When I am trying to understand the macroeconomy, I often find myself resorting to one of my favorite sayings: All propositions about real interest rates are wrong.
For starters, let’s define the real interest rate, or more properly a term series of real interest rates. If the long rate is published at say 6%, that is the nominal long rate. The real interest rate adjusts that figure for inflation, so if inflation rates are 4%, the real long rate is 6% minus 4%, or 2%.
Almost everything beyond that is murky.
During the 1990s, a series of tax hikes and changes in federal spending trajectories reduced the US budget deficit. The goals were to restore fiscal prudence, lower real interest rates and boost private-sector investment. That all seemed to succeed, and economists went away confident that they understood not only real interest rates but also many other things.
Alas, we did not. Since the presidency of Bill Clinton, the US has run staggeringly large budget deficits, and racked up trillions in government debt, including most recently from the pandemic. Yet real interest rates have continued to fall, often reaching into negative territory, especially for short-term rates. Naïve theory predicted that they should rise.
The law of demand is one of the sacrosanct principles of economics: If the price of apples goes up, the demand for apples will go down. Yet when real interest rates go up, it is not obvious that the demand to invest goes down, even if the numbers are adjusted for possible reasons why real interest rates might have changed in the first place. This raises a profound question: If the law of demand doesn’t apply, how well do we understand investment and real interest rates at all?
The puzzles deepen. There was a longstanding debate in economics about whether the US Federal Reserve, using monetary policy, could affect real rates of interest. . Yet the effect is sufficiently small that there can be a plausible debate about whether, statistically speaking, it exists at all. These days, however, the real federal funds rate measures as below -4%, based on measures of core inflation. No one doubts that the monetary expansions of the Fed, which have brought much higher inflation, are a major factor behind that shift.

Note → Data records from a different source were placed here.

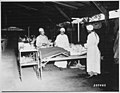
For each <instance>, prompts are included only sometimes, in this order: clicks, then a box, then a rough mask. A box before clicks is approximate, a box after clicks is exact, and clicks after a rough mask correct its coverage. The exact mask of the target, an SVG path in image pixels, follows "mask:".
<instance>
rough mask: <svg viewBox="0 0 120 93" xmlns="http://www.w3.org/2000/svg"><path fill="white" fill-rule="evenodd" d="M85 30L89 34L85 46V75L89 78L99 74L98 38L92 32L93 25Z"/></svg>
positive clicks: (99, 56) (93, 31) (99, 73)
mask: <svg viewBox="0 0 120 93" xmlns="http://www.w3.org/2000/svg"><path fill="white" fill-rule="evenodd" d="M86 28H87V30H88V33H89V35H88V36H87V44H85V47H86V48H87V73H88V75H89V76H88V78H90V77H92V76H96V75H98V74H100V73H101V67H100V66H101V65H100V51H99V48H98V44H99V36H98V35H97V33H96V32H95V31H94V30H93V29H94V27H93V25H87V26H86Z"/></svg>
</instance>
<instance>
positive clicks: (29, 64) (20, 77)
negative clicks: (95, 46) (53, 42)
mask: <svg viewBox="0 0 120 93" xmlns="http://www.w3.org/2000/svg"><path fill="white" fill-rule="evenodd" d="M18 46H19V48H18V50H19V57H18V59H19V75H20V79H21V80H22V67H23V66H31V65H32V66H34V67H37V69H36V74H37V73H38V77H39V78H41V79H42V68H43V66H45V65H46V64H47V63H48V62H50V61H67V60H73V59H77V60H79V59H83V58H86V52H85V53H84V52H83V53H81V54H80V55H70V52H68V51H67V50H65V49H63V48H60V47H48V48H40V49H36V48H34V47H31V46H29V45H24V48H23V44H20V43H19V44H18ZM21 46H22V47H21ZM25 46H27V47H26V48H25ZM26 53H28V54H30V55H31V56H32V57H33V59H31V58H27V59H26V58H25V56H24V55H25V54H26ZM23 59H24V60H23ZM26 60H27V61H26Z"/></svg>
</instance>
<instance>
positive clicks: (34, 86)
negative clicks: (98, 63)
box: [0, 1, 119, 93]
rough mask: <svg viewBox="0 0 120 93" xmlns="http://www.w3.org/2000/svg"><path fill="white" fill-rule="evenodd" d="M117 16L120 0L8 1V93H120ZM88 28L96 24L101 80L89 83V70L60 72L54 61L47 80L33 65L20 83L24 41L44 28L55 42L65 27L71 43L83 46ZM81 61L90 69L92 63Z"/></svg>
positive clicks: (73, 68) (25, 72)
mask: <svg viewBox="0 0 120 93" xmlns="http://www.w3.org/2000/svg"><path fill="white" fill-rule="evenodd" d="M112 11H114V13H113V14H115V13H118V12H119V1H64V2H60V1H49V2H48V1H47V2H45V1H40V2H38V1H36V2H35V1H32V2H6V1H5V2H3V1H2V2H1V63H2V64H1V72H2V75H0V76H1V78H2V91H9V92H11V93H12V92H13V91H62V92H89V91H119V17H118V16H115V17H111V15H113V14H110V12H112ZM102 17H103V18H102ZM88 24H93V26H94V27H95V31H96V33H97V34H98V35H99V37H100V43H99V45H98V47H99V49H100V52H101V75H99V76H97V77H95V78H91V79H86V78H85V77H84V76H85V74H86V69H79V68H58V67H56V66H55V65H54V61H51V62H49V63H47V64H46V66H45V67H44V68H43V69H42V79H39V78H38V77H37V76H36V73H35V71H34V70H33V67H32V66H26V67H23V68H22V69H23V70H22V73H23V75H22V81H21V80H20V78H19V69H18V68H19V66H18V61H17V58H18V56H19V55H18V52H19V51H18V42H19V37H23V36H27V37H30V36H31V35H34V36H35V37H37V36H38V35H39V31H38V29H39V28H40V27H42V28H44V29H45V34H46V36H48V38H49V39H50V40H51V42H54V41H55V39H56V36H57V35H58V34H59V28H61V27H64V28H65V29H66V32H65V33H66V34H67V35H68V38H69V42H70V43H72V44H81V45H83V44H84V43H86V40H87V35H88V33H87V30H86V25H88ZM71 62H74V61H71ZM80 62H81V64H83V65H85V66H86V58H84V59H80Z"/></svg>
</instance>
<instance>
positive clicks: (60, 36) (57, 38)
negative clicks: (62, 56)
mask: <svg viewBox="0 0 120 93" xmlns="http://www.w3.org/2000/svg"><path fill="white" fill-rule="evenodd" d="M55 46H58V47H61V48H64V49H65V50H68V51H69V49H70V44H69V39H68V36H67V35H66V34H65V28H60V34H59V35H58V36H57V38H56V40H55Z"/></svg>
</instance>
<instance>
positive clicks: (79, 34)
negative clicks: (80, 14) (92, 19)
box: [78, 22, 80, 42]
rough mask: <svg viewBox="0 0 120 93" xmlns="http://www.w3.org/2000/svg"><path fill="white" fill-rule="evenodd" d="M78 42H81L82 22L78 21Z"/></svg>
mask: <svg viewBox="0 0 120 93" xmlns="http://www.w3.org/2000/svg"><path fill="white" fill-rule="evenodd" d="M78 42H80V24H79V22H78Z"/></svg>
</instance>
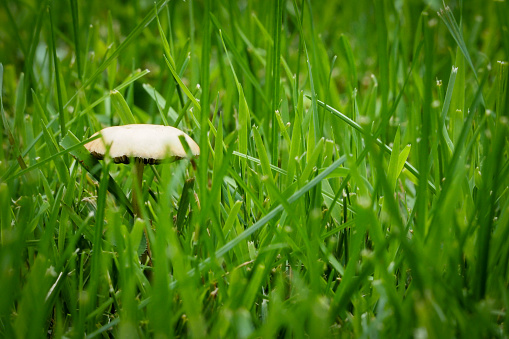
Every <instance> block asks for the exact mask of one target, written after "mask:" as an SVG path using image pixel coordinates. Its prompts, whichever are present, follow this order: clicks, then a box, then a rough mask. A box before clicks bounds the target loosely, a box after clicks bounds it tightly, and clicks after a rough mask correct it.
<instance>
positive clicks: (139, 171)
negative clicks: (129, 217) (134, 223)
mask: <svg viewBox="0 0 509 339" xmlns="http://www.w3.org/2000/svg"><path fill="white" fill-rule="evenodd" d="M144 167H145V164H144V163H143V160H141V159H135V160H134V181H133V192H132V199H133V201H132V205H133V213H134V216H135V217H141V208H140V205H139V201H140V199H138V194H139V195H140V198H141V197H142V196H143V191H142V188H141V184H142V182H143V169H144Z"/></svg>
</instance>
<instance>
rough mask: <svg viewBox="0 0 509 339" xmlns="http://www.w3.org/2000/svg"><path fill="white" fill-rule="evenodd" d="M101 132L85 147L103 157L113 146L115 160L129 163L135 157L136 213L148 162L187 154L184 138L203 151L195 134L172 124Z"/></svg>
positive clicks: (168, 161)
mask: <svg viewBox="0 0 509 339" xmlns="http://www.w3.org/2000/svg"><path fill="white" fill-rule="evenodd" d="M97 134H100V135H101V136H102V137H101V138H98V139H95V140H93V141H91V142H89V143H87V144H85V148H86V149H87V150H88V151H89V152H90V153H91V154H92V155H93V156H94V157H96V158H97V159H103V158H104V156H105V154H106V151H107V149H109V153H108V154H109V156H110V157H111V158H113V160H114V162H115V163H124V164H128V163H129V162H130V161H131V159H133V160H134V169H133V170H134V175H135V180H134V181H133V190H132V205H133V213H134V215H135V217H136V216H138V217H139V216H140V214H141V213H140V212H141V210H140V206H139V205H138V197H137V196H136V194H137V192H139V193H141V192H142V190H141V184H142V181H143V169H144V167H145V165H146V164H159V163H161V162H163V161H165V162H166V161H167V162H171V161H176V160H180V159H183V158H185V157H187V153H186V150H185V149H184V147H183V146H182V142H181V138H185V140H186V142H187V144H188V145H189V148H190V150H191V153H192V154H193V155H194V156H197V155H199V154H200V147H199V146H198V145H197V144H196V142H195V141H194V140H193V139H191V137H189V136H188V135H187V134H185V133H184V132H182V131H181V130H179V129H177V128H175V127H171V126H162V125H150V124H133V125H123V126H114V127H107V128H104V129H103V130H101V131H99V132H98V133H96V134H94V135H97ZM147 241H148V238H147Z"/></svg>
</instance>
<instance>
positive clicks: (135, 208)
mask: <svg viewBox="0 0 509 339" xmlns="http://www.w3.org/2000/svg"><path fill="white" fill-rule="evenodd" d="M144 168H145V164H144V163H143V159H138V158H135V159H134V181H133V192H132V199H133V201H132V206H133V213H134V218H135V220H136V218H141V217H142V215H141V208H140V202H143V191H142V183H143V169H144ZM143 232H145V238H146V240H147V254H148V257H149V259H150V260H151V261H152V253H151V252H150V242H149V240H148V232H147V229H146V228H143Z"/></svg>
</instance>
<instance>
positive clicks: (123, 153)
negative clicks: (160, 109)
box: [85, 124, 200, 164]
mask: <svg viewBox="0 0 509 339" xmlns="http://www.w3.org/2000/svg"><path fill="white" fill-rule="evenodd" d="M98 133H99V134H101V135H102V137H101V138H98V139H95V140H93V141H91V142H89V143H87V144H85V148H86V149H87V150H88V151H89V152H90V153H92V155H93V156H95V157H96V158H99V159H102V158H104V155H105V154H106V145H108V147H110V149H109V155H110V156H111V157H112V158H113V159H114V161H115V162H116V163H129V159H130V158H138V159H141V160H143V162H144V163H150V164H154V163H159V162H161V161H162V160H164V159H173V160H175V159H181V158H185V157H186V152H185V150H184V147H183V146H182V143H181V142H180V139H179V136H181V135H183V136H184V137H185V139H186V142H187V144H188V145H189V148H190V149H191V153H192V154H193V155H195V156H196V155H199V154H200V147H199V146H198V145H197V144H196V142H195V141H194V140H193V139H191V137H189V136H188V135H187V134H185V133H184V132H182V131H181V130H179V129H177V128H175V127H171V126H162V125H150V124H133V125H123V126H114V127H107V128H105V129H103V130H101V131H100V132H98ZM98 133H96V134H94V135H97V134H98Z"/></svg>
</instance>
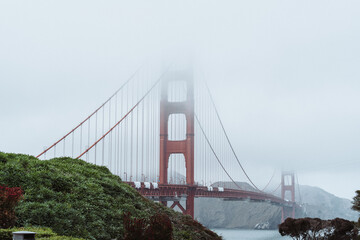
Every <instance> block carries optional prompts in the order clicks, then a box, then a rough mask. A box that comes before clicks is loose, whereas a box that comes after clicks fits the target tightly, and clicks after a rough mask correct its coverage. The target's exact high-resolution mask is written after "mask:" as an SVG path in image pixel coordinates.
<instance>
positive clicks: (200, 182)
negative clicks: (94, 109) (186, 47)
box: [37, 64, 299, 221]
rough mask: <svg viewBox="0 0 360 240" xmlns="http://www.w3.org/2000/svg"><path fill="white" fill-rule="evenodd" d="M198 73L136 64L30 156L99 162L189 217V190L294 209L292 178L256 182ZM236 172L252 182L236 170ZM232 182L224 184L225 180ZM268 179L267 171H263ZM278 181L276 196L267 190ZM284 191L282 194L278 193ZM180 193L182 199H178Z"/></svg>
mask: <svg viewBox="0 0 360 240" xmlns="http://www.w3.org/2000/svg"><path fill="white" fill-rule="evenodd" d="M202 78H203V77H202V75H201V74H199V73H197V72H196V71H194V70H193V69H192V67H184V66H175V65H171V66H167V67H165V68H164V67H159V66H156V64H149V65H147V66H143V67H141V68H140V69H138V70H137V71H136V72H135V73H134V74H133V75H132V76H131V77H130V78H129V79H128V80H127V81H125V83H124V84H123V85H122V86H121V87H120V88H119V89H117V90H116V91H115V92H114V94H113V95H111V96H110V98H108V99H107V100H106V101H105V102H104V103H103V104H102V105H100V106H99V107H98V108H97V109H96V110H95V111H94V112H93V113H91V114H90V115H89V116H88V117H87V118H85V119H84V120H83V121H82V122H80V124H78V125H77V126H76V127H74V128H73V129H72V130H71V131H69V132H68V133H67V134H65V135H64V136H63V137H62V138H60V139H59V140H58V141H56V142H55V143H54V144H52V145H51V146H50V147H45V148H44V150H43V152H41V153H40V154H39V155H38V156H37V157H38V158H42V159H48V158H50V157H51V158H52V157H62V156H68V157H73V158H78V159H82V160H84V161H86V162H89V163H93V164H97V165H101V166H106V167H107V168H109V170H110V171H111V172H112V173H113V174H116V175H118V176H120V177H121V178H122V180H123V181H124V182H127V183H128V184H129V185H131V186H133V187H134V188H135V189H136V190H137V191H138V192H139V193H140V194H142V195H143V196H145V197H148V198H150V199H153V200H155V201H159V202H161V203H162V204H164V205H168V202H172V204H171V205H170V207H171V208H175V207H176V206H177V207H178V208H179V209H180V210H181V211H182V212H183V213H184V214H188V215H191V216H192V217H194V198H199V197H210V198H222V199H226V200H250V201H264V202H269V203H271V204H276V205H279V206H281V209H282V221H284V219H286V218H287V217H293V218H294V217H295V209H296V207H298V206H299V205H297V204H296V202H295V179H294V174H293V173H292V172H283V174H282V179H281V183H280V184H279V186H278V187H277V188H276V189H275V190H274V191H272V192H270V193H268V192H265V191H264V190H265V188H266V187H267V186H268V185H269V183H270V182H269V183H268V184H267V185H266V187H265V188H264V189H261V190H260V189H259V188H258V187H257V186H256V185H255V184H254V182H253V181H252V179H251V178H250V177H249V175H248V174H247V172H246V171H245V169H244V167H243V166H242V164H241V161H240V159H239V158H238V156H237V154H236V152H235V150H234V148H233V145H232V143H231V141H230V139H229V137H228V134H227V132H226V130H225V127H224V125H223V123H222V121H221V118H220V115H219V112H218V110H217V108H216V105H215V103H214V100H213V98H212V96H211V93H210V90H209V88H208V87H207V85H206V83H205V81H204V80H203V79H202ZM241 174H243V176H244V177H245V178H246V179H247V181H248V182H249V183H250V184H251V186H252V187H253V190H252V191H250V190H248V189H244V188H242V187H241V186H240V185H239V184H238V183H237V182H236V181H235V177H238V176H239V175H241ZM229 181H230V182H232V183H233V187H232V188H229V187H227V186H226V185H225V182H229ZM270 181H271V179H270ZM280 187H281V197H277V196H275V195H273V194H272V193H274V192H275V191H276V190H277V189H278V188H280ZM287 195H289V196H290V197H289V200H287V199H285V196H287ZM181 199H186V201H185V206H183V205H182V204H181V203H180V200H181Z"/></svg>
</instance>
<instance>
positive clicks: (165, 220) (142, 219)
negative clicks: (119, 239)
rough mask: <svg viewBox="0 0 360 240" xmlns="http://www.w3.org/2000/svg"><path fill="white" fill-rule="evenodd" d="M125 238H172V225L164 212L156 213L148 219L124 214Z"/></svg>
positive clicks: (147, 239) (126, 238)
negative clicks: (153, 215) (133, 217)
mask: <svg viewBox="0 0 360 240" xmlns="http://www.w3.org/2000/svg"><path fill="white" fill-rule="evenodd" d="M124 226H125V240H132V239H147V240H172V239H173V227H172V223H171V220H170V218H169V217H168V216H167V215H166V214H164V213H160V212H158V213H156V214H155V215H154V216H151V217H150V219H146V218H132V217H131V214H130V213H126V214H124Z"/></svg>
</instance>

In other words, the Fed’s impact on real rates is far more potent now than in times past.
It gets worse yet. Most observers were not anticipating that expected short rates could fall and stay below -4%. Why hold those assets at all? I don’t have a good answer to that question.
Recently the term structure of interest rates has become inverted, by which it is meant that the short-term rates are higher than the long-term rates. Economists have debated for decades whether such a sign might be a good predictor of a recession. Yet the current data are ambiguous. So not only are real interest rates often hard to predict, but they themselves are not clear predictive signals on their own.